When the EGO service controller (EGOSC) wants to shut down a service, it starts the job control command on the same host with the same initial environment as the container to be terminated. If a timeout is defined, the service controller waits for the service to shut down within the duration of the "grace period". After the grace period has passed, if the instance container is still alive, SIGKILL is sent to terminate the container. The job controller process is also killed when SIGKILL is sent.

Procedure

  1. From the cluster management console, add and configure the following parameters in the service profile under ServiceDefinition > ActivityDescription > ActivitySpecification:
    • JobController: Specify the path to a script for cleanup and shutdown operations. If the job controller fails, EGO forcibly terminates the service instance.

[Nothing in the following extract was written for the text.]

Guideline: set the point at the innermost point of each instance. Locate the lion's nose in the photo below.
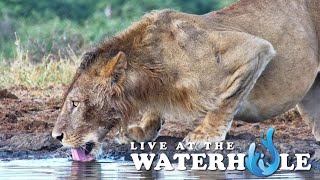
(58, 136)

      If you do not have a script, specify gracefulshutdown within the JobController parameter to enable service instances to be shut down. Use gracefulshutdown to simply send a SIGTERM to the processes in the container. With this configuration, the container to be terminated is marked for graceful shutdown when it is started. After the grace period (specified in ControlWaitPeriod) has passed, if the instance container is still alive, SIGKILL is sent to terminate the container.

    • ControlWaitPeriod: (Optional) Define the grace period in the format PTnHnMnS, which means n hours, n minutes, and n seconds. For example, PT10M0s means 10 minutes, and PT60s means 60 seconds. The range is 0~1hour. If the setting is out of this range, the service will not be loaded by EGOSC. The default value is 2 minutes.

    For general information on adding parameters, see Updating a service.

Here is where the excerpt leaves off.